Somewhere in all that blue on the page, Marcus put his finger on a spot that was about the shape and size of a butterbean, according to this map.
“That’s it,” he said, his voice low, almost reverent. “Bordered on all sides by tall pines and hickory trees, so that you can’t hardly know what all’s went on there. But that’s it. Gogo.”
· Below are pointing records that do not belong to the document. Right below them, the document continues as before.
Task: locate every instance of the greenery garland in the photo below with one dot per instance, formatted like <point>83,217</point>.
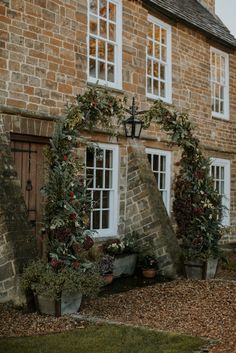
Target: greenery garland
<point>197,206</point>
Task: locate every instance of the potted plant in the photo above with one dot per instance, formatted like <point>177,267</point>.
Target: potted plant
<point>106,264</point>
<point>149,265</point>
<point>123,251</point>
<point>197,209</point>
<point>57,288</point>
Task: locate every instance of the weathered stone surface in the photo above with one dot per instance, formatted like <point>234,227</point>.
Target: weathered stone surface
<point>16,238</point>
<point>6,271</point>
<point>148,214</point>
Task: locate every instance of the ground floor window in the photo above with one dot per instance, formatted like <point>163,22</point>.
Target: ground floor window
<point>102,180</point>
<point>160,162</point>
<point>220,171</point>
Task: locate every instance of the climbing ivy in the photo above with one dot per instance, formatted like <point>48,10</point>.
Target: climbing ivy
<point>197,206</point>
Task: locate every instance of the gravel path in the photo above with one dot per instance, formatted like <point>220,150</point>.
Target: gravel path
<point>202,308</point>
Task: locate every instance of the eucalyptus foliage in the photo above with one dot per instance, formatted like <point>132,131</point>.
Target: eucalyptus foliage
<point>197,206</point>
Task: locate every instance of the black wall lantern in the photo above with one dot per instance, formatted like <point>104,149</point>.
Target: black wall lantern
<point>133,126</point>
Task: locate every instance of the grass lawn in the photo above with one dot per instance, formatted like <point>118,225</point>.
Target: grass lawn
<point>103,339</point>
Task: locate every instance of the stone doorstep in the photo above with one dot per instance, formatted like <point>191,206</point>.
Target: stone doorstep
<point>96,320</point>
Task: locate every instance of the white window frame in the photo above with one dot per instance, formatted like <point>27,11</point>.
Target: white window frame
<point>168,98</point>
<point>117,84</point>
<point>225,86</point>
<point>167,155</point>
<point>225,163</point>
<point>113,195</point>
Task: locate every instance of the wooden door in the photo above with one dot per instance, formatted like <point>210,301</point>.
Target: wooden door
<point>30,166</point>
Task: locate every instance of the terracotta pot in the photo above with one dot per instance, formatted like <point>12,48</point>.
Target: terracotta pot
<point>68,304</point>
<point>124,265</point>
<point>149,273</point>
<point>197,269</point>
<point>108,278</point>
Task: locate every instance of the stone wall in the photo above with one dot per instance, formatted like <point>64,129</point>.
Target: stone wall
<point>146,213</point>
<point>209,4</point>
<point>43,60</point>
<point>17,245</point>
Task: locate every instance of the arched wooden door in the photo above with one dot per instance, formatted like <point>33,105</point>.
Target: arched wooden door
<point>29,161</point>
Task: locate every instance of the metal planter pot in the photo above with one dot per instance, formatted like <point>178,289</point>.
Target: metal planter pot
<point>124,265</point>
<point>197,269</point>
<point>68,304</point>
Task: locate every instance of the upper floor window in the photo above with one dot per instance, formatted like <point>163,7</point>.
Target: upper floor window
<point>102,180</point>
<point>219,84</point>
<point>160,162</point>
<point>159,60</point>
<point>220,172</point>
<point>105,42</point>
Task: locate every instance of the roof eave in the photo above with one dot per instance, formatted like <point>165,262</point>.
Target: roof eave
<point>178,18</point>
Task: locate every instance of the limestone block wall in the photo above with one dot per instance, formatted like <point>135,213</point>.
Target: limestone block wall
<point>17,245</point>
<point>146,213</point>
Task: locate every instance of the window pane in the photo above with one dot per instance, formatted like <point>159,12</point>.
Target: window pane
<point>96,220</point>
<point>163,36</point>
<point>156,69</point>
<point>112,12</point>
<point>96,199</point>
<point>103,8</point>
<point>155,162</point>
<point>162,72</point>
<point>99,179</point>
<point>93,25</point>
<point>222,92</point>
<point>155,87</point>
<point>93,6</point>
<point>163,53</point>
<point>162,181</point>
<point>108,159</point>
<point>222,174</point>
<point>163,89</point>
<point>157,51</point>
<point>89,157</point>
<point>163,163</point>
<point>149,85</point>
<point>222,107</point>
<point>101,49</point>
<point>157,33</point>
<point>105,219</point>
<point>110,72</point>
<point>150,48</point>
<point>103,28</point>
<point>92,67</point>
<point>99,158</point>
<point>101,70</point>
<point>112,32</point>
<point>105,199</point>
<point>110,52</point>
<point>92,46</point>
<point>108,179</point>
<point>89,177</point>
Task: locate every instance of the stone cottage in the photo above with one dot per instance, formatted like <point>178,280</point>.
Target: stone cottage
<point>51,50</point>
“You got another one?” Darren said, shaking his head when Marcus reached for another book. “No, a larger map, something they give out to tourists and fishermen, that sort of thing? Between the two maps, I think I can find it.”
“How you gon’ get there?”
That had yet to be figured out. On the way over, Darren had called Sheriff Quinn three times, each time leaving the same message about needing to get in contact with the game warden. The sheriff had not returned his calls, and Darren thought it was probably time to accept that that bridge was burned and smoldering by now. So he phoned his lieutenant in Houston. “Mathews,” Wilson barked as soon as he picked up his desk line. “Why am I still getting calls from Frank Vaughn, the DA in San Jacinto County? You didn’t mention the Bill King catch, did you?”